Seasonal allergies are a yearly struggle for millions of people worldwide, and it seems that climate change is only making matters worse. A recent study published in ACS Earth and Space Chemistry demonstrates that common allergen-producing plants, such as ryegrass and ragweed, emit more “sub pollen particles” (SPPs) than previously thought.
Interestingly, these plants are more likely to impact climate through their intact pollen grains, which can boost cloud formation. Pollen, aside from being a nuisance to allergy sufferers, is essential for plants to exchange genetic material and reproduce.
When exposed to moisture, pollen grains can burst into tiny SPPs that are less than a micron long. Due to their smaller size, SPPs can reach the lower respiratory system, where they persist longer and cause more inflammation than their larger counterparts.
Both SPPs and whole pollen grains are thought to act as ice nucleation sites, which are miniature starting points for clouds.
However, SPPs and pollen form smaller, more numerous clouds that tend to retain their precipitation. It then traps radiant heat, contributing to climate change. Higher temperatures can then extend pollen-release periods, further aggravating the issue.

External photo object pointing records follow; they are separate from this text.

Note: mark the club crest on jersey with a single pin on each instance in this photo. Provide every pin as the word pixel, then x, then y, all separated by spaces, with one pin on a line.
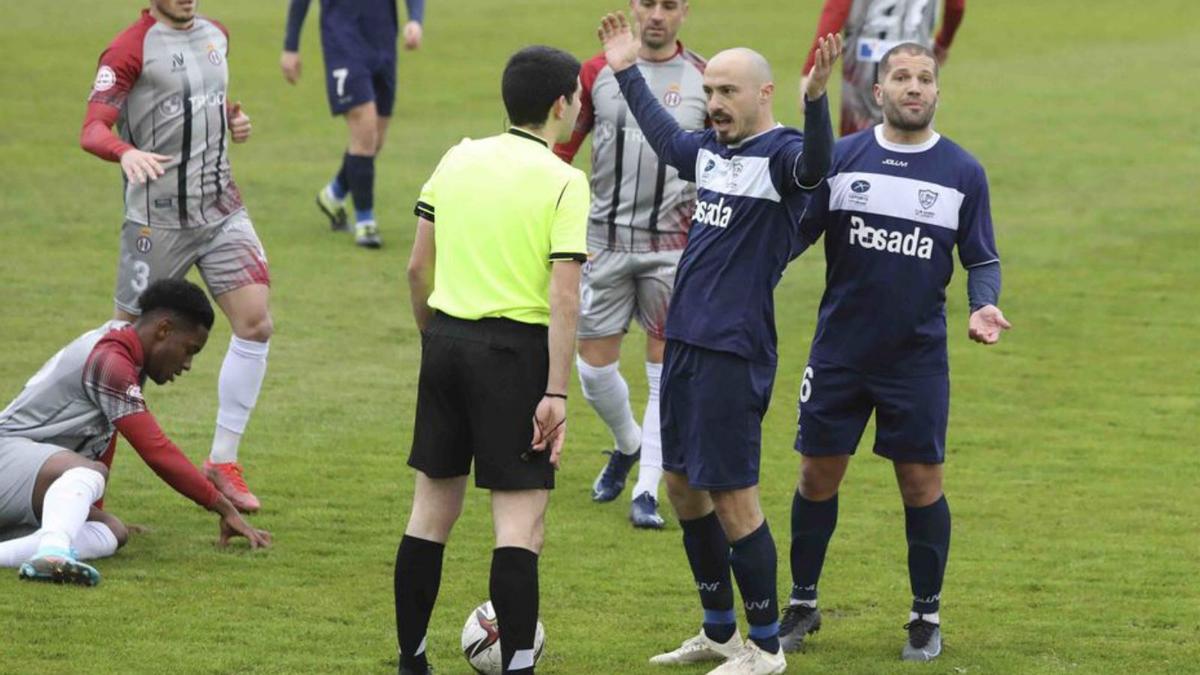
pixel 715 215
pixel 672 97
pixel 893 242
pixel 106 78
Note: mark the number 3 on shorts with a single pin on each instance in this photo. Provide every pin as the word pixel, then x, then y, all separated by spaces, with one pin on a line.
pixel 141 275
pixel 340 76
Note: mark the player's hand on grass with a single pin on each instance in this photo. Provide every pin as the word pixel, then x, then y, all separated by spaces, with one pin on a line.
pixel 987 323
pixel 618 40
pixel 413 33
pixel 289 63
pixel 550 428
pixel 823 58
pixel 239 124
pixel 141 167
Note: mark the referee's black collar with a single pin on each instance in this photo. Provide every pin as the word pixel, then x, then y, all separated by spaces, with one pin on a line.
pixel 525 133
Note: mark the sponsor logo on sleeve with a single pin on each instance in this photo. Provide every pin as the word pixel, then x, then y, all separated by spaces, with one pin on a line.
pixel 106 78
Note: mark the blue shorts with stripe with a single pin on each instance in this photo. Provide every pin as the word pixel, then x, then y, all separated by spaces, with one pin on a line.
pixel 911 413
pixel 712 410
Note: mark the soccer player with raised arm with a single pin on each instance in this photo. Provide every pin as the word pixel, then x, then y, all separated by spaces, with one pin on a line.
pixel 495 287
pixel 163 83
pixel 637 227
pixel 900 198
pixel 358 39
pixel 59 435
pixel 754 178
pixel 870 29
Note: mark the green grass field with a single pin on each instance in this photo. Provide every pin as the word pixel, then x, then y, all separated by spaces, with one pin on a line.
pixel 1073 467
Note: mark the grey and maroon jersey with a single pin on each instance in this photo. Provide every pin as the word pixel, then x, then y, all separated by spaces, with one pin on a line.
pixel 639 203
pixel 171 88
pixel 77 396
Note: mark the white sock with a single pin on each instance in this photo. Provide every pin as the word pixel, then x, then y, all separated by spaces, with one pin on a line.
pixel 241 377
pixel 606 390
pixel 95 539
pixel 66 506
pixel 649 470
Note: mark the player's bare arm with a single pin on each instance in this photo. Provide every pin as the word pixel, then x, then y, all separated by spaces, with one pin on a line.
pixel 619 41
pixel 825 57
pixel 239 124
pixel 550 418
pixel 987 323
pixel 289 63
pixel 420 273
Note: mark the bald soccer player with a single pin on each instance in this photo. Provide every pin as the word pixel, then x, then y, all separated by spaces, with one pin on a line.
pixel 753 178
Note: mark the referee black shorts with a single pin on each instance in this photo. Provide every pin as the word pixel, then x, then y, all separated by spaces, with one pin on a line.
pixel 479 387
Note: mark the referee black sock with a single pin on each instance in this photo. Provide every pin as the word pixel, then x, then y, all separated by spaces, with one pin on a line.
pixel 708 554
pixel 813 525
pixel 417 579
pixel 929 544
pixel 360 177
pixel 755 566
pixel 514 590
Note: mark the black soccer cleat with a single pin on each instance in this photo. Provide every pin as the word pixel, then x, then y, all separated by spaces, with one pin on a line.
pixel 611 482
pixel 924 640
pixel 799 621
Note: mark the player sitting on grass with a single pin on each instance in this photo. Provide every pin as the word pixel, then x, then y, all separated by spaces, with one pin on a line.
pixel 58 438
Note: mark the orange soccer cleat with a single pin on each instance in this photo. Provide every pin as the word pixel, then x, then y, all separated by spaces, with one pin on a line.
pixel 228 481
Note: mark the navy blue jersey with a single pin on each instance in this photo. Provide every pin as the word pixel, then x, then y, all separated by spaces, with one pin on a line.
pixel 366 25
pixel 892 216
pixel 750 198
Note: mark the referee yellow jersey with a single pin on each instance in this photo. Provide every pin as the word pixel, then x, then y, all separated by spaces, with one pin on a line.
pixel 503 208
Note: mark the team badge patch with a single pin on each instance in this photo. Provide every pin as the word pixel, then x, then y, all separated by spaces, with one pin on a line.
pixel 106 78
pixel 928 197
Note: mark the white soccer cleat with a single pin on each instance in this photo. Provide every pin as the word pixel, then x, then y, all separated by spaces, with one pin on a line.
pixel 699 649
pixel 753 661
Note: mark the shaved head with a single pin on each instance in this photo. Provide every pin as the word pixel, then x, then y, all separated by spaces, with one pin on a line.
pixel 744 64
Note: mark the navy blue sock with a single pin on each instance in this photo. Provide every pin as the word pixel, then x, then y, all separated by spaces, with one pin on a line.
pixel 708 554
pixel 360 177
pixel 514 589
pixel 341 185
pixel 418 577
pixel 929 544
pixel 813 525
pixel 754 566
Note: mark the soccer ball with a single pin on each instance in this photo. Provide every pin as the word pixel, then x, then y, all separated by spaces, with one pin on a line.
pixel 481 640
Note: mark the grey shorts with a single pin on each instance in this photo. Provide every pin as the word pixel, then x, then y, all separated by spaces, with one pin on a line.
pixel 21 459
pixel 228 255
pixel 618 285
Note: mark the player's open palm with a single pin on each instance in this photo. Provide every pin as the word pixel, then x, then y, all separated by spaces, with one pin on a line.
pixel 823 58
pixel 234 525
pixel 987 323
pixel 618 40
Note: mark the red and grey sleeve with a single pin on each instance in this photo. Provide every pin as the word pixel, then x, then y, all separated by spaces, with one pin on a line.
pixel 587 109
pixel 120 65
pixel 833 18
pixel 951 19
pixel 166 459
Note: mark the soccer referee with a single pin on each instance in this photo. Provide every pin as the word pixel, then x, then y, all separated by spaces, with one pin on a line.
pixel 499 220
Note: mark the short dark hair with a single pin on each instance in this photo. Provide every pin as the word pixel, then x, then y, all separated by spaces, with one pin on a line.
pixel 180 298
pixel 912 49
pixel 533 79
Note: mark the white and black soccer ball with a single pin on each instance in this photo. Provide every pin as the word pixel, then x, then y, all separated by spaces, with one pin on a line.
pixel 481 640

Brianna Matthews, Alyssa Alsante, and Sarah Brooks previously investigated how oak trees emit SPPs at different humidity levels.
In their new study, the researchers wanted to examine how two other common allergen-producing plants – ragweed and ryegrass – release SPPs under humid conditions and how these particles could affect ice cloud formation.
The experts collected samples of ryegrass and ragweed and placed them into a specialized “pollen chamber.” They exposed the samples to different humidity levels and bursts of wind over several hours to simulate real-world conditions.
By assessing the number of SPPs per pollen grain and the ice nucleation abilities of both, the team made a surprising discovery.
Their findings revealed that previous experiments on the same types of plants had underestimated the number of SPPs by a factor of 10 to 100. The researchers attributed this discrepancy to the less realistic methods used in earlier studies to spread the pollen and generate SPPs.
However, the experts also found that ragweed and ryegrass SPPs were very poor ice-nucleating sites, barely better than plain water.
In contrast, whole pollen grains facilitated cloud growth. These updated parameters and numbers of emitted pollen grains and particles could ultimately be used to create more accurate climate models.
In summary, this research not only highlights the underestimated impact of allergen-producing plants on seasonal allergies but also emphasizes the need for accurate data on pollen emissions to better understand their role in climate change.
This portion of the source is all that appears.